Why do you think it should be any different?
 
I can't help feeling that the percentage of native English-speakers who understand soporific is almost exactly the same as native French-speakers who understand soporifique.

Why do you think it should be any different?

It's much commonly used in French.

In English, I'd guess that among the population at large, much fewer don't know it than do. I think it's mostly used by the medical community.
 
I think the chances of a random American knowing the meaning of this word are very slim. It's not a word I am familiar with.
 
Well, I know the word, but I don't know if I have ever used it. If I had to guess I'd say that only about half of native speakers know it. However, in the proper context most people will be able to figure it out.
 
I use it but not to mean "boring". I would use it, for example, to describe relaxing, quiet music that you can play when you go to bed in order to induce sleep.
 
It would help a lot if you said what game it's from.

Some games would surprise you with the vocabulary they use. It all depends on what the game's about. Plague Inc., for example, uses precise medical terms because the goal is to genetically engineer a disease that will wipe out humanity.
 
It might just be a translation issue. Video games are notorious for their poor English translations (all your base are belong to us). Sometimes they do get the grammar correct, but seem to rely on translation dictionaries for vocab, which sometimes offer uncommon English words as the equivalent term from the native language.

I see students do this all the time - they use a dictionary to translate a term from their native language and end up using uncommon or otherwise inappropriate (for the context) English words. For example, I had a student turn in a short paragraph in which she talked about the lack of furniture in her house. The only other item in the bedroom other than a mattress on the floor was an "armoire", which turned out to really be something like a plastic clothes box.

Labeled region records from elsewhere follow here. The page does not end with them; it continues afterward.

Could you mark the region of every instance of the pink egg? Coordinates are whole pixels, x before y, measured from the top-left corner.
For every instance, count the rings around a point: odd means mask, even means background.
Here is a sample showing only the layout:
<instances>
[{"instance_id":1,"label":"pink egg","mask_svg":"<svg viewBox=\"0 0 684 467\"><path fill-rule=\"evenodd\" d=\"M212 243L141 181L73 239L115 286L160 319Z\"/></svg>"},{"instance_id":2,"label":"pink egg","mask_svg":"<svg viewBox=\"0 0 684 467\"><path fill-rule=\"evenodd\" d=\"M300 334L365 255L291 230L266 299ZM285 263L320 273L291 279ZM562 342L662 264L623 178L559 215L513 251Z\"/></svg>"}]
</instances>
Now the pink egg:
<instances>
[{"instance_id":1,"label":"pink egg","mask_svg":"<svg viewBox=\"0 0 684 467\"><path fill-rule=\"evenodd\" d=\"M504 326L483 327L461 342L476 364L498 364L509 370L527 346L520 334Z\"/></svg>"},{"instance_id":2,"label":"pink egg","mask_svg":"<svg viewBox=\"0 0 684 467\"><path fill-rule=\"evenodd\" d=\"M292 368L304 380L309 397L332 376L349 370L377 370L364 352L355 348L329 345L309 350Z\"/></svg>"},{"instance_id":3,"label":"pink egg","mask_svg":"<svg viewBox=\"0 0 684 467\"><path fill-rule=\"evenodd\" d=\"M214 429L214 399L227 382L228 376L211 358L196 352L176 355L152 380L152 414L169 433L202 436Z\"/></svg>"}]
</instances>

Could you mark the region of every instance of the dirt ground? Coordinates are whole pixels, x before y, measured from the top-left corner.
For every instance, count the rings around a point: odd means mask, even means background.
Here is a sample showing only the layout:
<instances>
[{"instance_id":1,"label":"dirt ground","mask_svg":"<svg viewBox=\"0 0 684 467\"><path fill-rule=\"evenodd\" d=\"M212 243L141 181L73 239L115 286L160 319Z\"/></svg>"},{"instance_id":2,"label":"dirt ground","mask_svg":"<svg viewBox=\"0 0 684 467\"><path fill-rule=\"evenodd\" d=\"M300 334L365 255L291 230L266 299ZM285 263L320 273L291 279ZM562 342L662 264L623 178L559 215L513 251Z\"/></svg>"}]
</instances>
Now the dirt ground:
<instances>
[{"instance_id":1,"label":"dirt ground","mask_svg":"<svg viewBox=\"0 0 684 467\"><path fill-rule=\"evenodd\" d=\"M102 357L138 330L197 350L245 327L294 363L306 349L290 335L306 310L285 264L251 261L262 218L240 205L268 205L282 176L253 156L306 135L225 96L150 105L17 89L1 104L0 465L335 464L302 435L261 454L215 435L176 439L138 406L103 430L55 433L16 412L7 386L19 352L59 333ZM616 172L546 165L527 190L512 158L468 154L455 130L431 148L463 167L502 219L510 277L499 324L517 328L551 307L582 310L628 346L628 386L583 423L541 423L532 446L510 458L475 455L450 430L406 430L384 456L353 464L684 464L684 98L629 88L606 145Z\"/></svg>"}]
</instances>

While of course not entirely unfeasible, I suspected it might not be an armoire based on the spartan living conditions she described, so we brought up some images on the internet and confirmed hers wasn't quite as fancy. 'Armoire' was just what the bilingual dictionary suggested for whatever term she looked up in her native language.
 
Good grief. I think I'll stick to chess.🙂
Chess may less stressful - once Madagascar shuts down its port, it's impossible to win the game. It doesn't have an airport and being an island, ship transmission is your only vector. I've killed off 99.9% of the world, only to have a few thousand survivors left on that danged island with no way to infect them.

Quit vexing, actually, when all you want is to just end humanity. Not unlike some Mondays.
 
By the way, doesn't purple haze have a Jimi Hendrix reference to acid blindness?